Par Me Paul-Matthieu Grondin, avec la collaboration de Julia Leclair

Dans l’affaire Langlais c. Sennheiser (Canada), la Cour supérieure a examiné la validité d’une clause de terminaison d’emploi prévoyant un préavis de 12 mois par année de service, totalisant 21 ans de salaire, soit près de 10 millions de dollars. L’enjeu principal consistait à déterminer si cette clause reflétait l’intention véritable des parties ou relevait d’une erreur.

En mars 1993, Jean Langlais a été embauché comme directeur général par Sennheiser (Canada) inc. Son contrat a été renouvelé plusieurs fois, avec des augmentations de responsabilités et de rémunération, jusqu’à ce qu’il devienne président-directeur général (PDG). En 2010, un contrat de travail de cinq ans incluant une clause de préavis fut signé, stipulant que, en cas de résiliation anticipée, M. Langlais recevrait 12 mois de salaire par année de service.

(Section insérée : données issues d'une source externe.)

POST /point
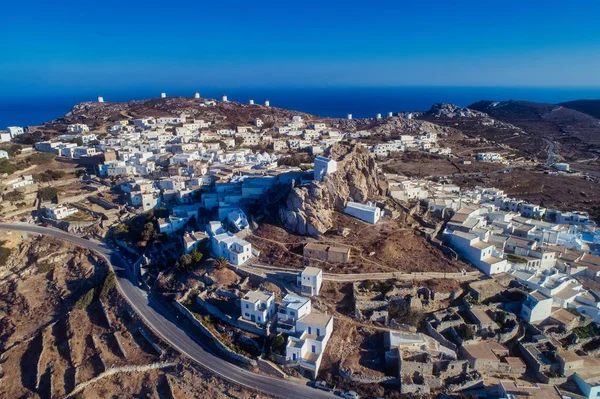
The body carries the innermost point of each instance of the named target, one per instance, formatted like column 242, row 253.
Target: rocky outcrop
column 308, row 210
column 442, row 110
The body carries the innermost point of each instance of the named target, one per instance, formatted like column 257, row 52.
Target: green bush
column 85, row 300
column 588, row 331
column 45, row 267
column 8, row 167
column 49, row 175
column 48, row 193
column 4, row 253
column 40, row 158
column 515, row 259
column 278, row 345
column 14, row 196
column 110, row 282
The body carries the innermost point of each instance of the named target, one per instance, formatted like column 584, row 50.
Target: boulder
column 308, row 210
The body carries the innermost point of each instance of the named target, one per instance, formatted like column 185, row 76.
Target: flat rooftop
column 316, row 319
column 311, row 271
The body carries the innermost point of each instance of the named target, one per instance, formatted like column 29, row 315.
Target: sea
column 42, row 107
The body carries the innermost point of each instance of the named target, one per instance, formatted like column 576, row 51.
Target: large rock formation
column 308, row 210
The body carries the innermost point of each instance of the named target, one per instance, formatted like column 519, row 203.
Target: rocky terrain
column 590, row 107
column 479, row 125
column 577, row 134
column 308, row 210
column 445, row 110
column 59, row 341
column 223, row 113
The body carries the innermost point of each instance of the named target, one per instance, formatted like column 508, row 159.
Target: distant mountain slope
column 590, row 107
column 477, row 124
column 577, row 133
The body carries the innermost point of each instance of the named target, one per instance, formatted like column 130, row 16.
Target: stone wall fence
column 220, row 345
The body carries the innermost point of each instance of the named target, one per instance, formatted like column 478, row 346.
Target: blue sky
column 73, row 46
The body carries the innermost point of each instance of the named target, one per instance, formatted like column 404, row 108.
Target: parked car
column 322, row 385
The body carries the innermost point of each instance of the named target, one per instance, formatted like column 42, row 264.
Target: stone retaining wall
column 232, row 354
column 153, row 343
column 439, row 337
column 267, row 367
column 366, row 379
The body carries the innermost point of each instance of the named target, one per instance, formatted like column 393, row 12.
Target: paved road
column 552, row 152
column 166, row 326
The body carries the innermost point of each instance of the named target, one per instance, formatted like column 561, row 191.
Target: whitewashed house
column 59, row 212
column 258, row 306
column 323, row 166
column 368, row 212
column 309, row 281
column 232, row 248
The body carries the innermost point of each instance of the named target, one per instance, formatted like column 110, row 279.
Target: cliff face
column 308, row 210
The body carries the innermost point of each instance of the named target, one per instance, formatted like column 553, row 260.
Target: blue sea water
column 323, row 101
column 589, row 237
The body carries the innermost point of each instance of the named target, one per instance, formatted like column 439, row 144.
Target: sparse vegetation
column 40, row 158
column 45, row 267
column 110, row 282
column 8, row 167
column 48, row 193
column 14, row 196
column 588, row 331
column 86, row 299
column 405, row 315
column 4, row 253
column 278, row 345
column 220, row 262
column 515, row 259
column 49, row 175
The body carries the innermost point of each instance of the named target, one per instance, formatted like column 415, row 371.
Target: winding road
column 157, row 317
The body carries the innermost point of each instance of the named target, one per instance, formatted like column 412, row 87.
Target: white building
column 489, row 157
column 537, row 307
column 480, row 253
column 368, row 212
column 171, row 224
column 258, row 306
column 309, row 281
column 306, row 347
column 59, row 212
column 15, row 131
column 79, row 152
column 232, row 248
column 292, row 308
column 145, row 200
column 22, row 181
column 78, row 128
column 238, row 218
column 561, row 166
column 323, row 166
column 192, row 240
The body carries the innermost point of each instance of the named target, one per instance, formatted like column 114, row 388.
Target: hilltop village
column 298, row 250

À l’été 2013, les nouveaux co-présidents de Sennheiser ont mis en place une restructuration supprimant tous les postes de directeurs généraux et de présidents de territoires, dont celui de M. Langlais. Cette nouvelle structure devait entrer en vigueur le 1er janvier 2015. Dans ce cadre, M. Langlais a été réaffecté à un poste inférieur, sans description précise, ligne hiérarchique définie ni fourchette salariale. Il a alors ressenti une perte d’autorité et de confiance de la part de ses employés.

En septembre 2014, lors d’une réunion du conseil d’administration, M. Langlais a été placé en suspension administrative avec salaire (garden leave) en raison de sa démotivation et de ses absences occasionnelles. On l’a ensuite informé que son contrat ne serait pas renouvelé à son terme, et on lui a remis une lettre confirmant sa suspension, que M. Langlais a refusé de signer. L’employeur lui a interdit de se présenter au travail et de communiquer avec ses collègues. En décembre 2014, Sennheiser a mis fin à son emploi.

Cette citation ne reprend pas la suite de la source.